Biaxial nematic phase stability and demixing behaviour in monolayers of rod-plate mixtures

We theoretically study the phase behaviour of monolayers of hard rod-plate mixtures using a fundamental-measure density functional in the restricted-orientation (Zwanzig) approximation. Particles can rotate in 3D but their centres of mass are constrained to be on a flat surface. In addition, we consider both species to be subject to an attractive potential proportional to the particle contact area on the surface and with adsorption strengths that depend on the species type. Particles have board-like shape, with sizes chosen using a symmetry criterion: same volume and same aspect ratio κ. Phase diagrams were calculated for κ = 10, 20 and 40 and different values of adsorption strengths. For small adsorption strengths the mixtures exhibit a second-order uniaxial nematic-biaxial nematic transition for molar fraction of rods 0 ≤x≲ 0.9. In the uniaxial nematic phase the particle axes of rods and plates are aligned perpendicular and parallel to the monolayer, respectively. At the transition, the orientational symmetry of the plate axes is broken, and they orient parallel to a director lying on the surface. For large and equal adsorption strengths the mixture demixes at low pressures into a uniaxial nematic phase, rich in plates, and a biaxial nematic phase, rich in rods. The demixing transition is located between two tricritical points. Also, at higher pressures and in the plate-rich part of the phase diagram, the system exhibits a strong first-order uniaxial nematic-biaxial nematic phase transition with a large density coexistence gap.

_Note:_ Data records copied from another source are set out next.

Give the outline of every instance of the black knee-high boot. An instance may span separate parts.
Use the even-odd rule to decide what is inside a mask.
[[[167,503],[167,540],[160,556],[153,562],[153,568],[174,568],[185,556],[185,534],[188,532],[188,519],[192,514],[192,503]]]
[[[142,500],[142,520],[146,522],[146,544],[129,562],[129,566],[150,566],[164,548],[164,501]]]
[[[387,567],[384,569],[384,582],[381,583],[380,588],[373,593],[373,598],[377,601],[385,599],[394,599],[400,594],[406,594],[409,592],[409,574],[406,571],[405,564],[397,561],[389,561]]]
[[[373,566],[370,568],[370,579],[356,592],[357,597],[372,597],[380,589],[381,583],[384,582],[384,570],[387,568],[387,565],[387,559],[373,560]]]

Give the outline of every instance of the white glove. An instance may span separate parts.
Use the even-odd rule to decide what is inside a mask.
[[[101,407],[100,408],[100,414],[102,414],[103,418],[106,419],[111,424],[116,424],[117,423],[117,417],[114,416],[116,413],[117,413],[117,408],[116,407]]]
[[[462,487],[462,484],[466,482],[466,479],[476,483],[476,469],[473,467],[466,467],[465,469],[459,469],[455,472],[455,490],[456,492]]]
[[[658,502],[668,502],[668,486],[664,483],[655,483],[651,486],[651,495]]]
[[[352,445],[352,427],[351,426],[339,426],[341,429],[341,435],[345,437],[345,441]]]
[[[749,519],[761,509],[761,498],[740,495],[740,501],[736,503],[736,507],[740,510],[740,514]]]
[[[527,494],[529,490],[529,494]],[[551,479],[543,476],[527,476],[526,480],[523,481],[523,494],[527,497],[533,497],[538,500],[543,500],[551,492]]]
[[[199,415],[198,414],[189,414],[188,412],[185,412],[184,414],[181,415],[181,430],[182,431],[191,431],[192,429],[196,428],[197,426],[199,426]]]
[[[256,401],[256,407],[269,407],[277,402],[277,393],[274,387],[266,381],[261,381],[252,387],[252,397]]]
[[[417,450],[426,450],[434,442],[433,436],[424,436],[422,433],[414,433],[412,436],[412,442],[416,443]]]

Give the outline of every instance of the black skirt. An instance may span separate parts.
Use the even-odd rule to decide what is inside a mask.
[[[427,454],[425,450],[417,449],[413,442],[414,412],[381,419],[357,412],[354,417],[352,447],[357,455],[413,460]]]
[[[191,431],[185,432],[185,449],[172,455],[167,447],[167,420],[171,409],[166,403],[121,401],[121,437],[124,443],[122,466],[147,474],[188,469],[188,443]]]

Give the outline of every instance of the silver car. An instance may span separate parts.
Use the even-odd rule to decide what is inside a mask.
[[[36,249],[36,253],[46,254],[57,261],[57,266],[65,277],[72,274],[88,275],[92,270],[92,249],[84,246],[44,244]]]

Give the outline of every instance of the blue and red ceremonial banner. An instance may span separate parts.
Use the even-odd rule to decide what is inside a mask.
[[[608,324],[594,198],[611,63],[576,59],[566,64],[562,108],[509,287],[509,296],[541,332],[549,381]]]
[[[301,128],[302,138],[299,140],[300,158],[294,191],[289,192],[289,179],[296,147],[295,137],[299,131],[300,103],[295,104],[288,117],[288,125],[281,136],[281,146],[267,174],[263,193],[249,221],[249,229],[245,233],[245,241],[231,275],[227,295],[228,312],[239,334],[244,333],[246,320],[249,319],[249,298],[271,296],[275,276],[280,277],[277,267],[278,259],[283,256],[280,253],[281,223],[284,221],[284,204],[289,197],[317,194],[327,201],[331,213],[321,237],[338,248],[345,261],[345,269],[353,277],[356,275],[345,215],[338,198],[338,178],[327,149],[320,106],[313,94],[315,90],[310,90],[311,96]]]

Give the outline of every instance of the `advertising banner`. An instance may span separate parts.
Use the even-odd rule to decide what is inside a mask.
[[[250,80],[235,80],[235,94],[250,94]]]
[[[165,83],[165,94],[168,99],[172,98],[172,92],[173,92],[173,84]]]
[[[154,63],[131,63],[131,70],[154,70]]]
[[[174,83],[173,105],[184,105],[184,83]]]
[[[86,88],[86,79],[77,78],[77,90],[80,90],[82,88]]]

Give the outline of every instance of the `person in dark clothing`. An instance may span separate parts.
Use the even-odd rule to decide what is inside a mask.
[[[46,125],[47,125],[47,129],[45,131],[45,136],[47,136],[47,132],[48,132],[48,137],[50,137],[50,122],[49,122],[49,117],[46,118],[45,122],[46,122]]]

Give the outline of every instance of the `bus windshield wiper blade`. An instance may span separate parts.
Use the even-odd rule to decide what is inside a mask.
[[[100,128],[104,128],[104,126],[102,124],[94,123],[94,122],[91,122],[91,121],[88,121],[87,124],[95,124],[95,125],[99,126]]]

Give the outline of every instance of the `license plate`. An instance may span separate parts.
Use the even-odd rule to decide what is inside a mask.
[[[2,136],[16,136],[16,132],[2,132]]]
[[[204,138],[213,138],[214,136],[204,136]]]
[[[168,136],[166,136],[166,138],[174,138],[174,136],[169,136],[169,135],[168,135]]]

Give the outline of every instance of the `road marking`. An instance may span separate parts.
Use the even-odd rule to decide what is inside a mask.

When rod adsorption is considerably large while that of plates is small, the transition to the biaxial nematic phase is always of second order, and its region of stability in the phase diagram considerably widens. At very high pressures the mixture can effectively be identified as a two-dimensional mixture of squares and rectangles which again demixes above a certain critical point. We also studied the relative stability of uniform phases with respect to density modulations of smectic, columnar and crystalline symmetry.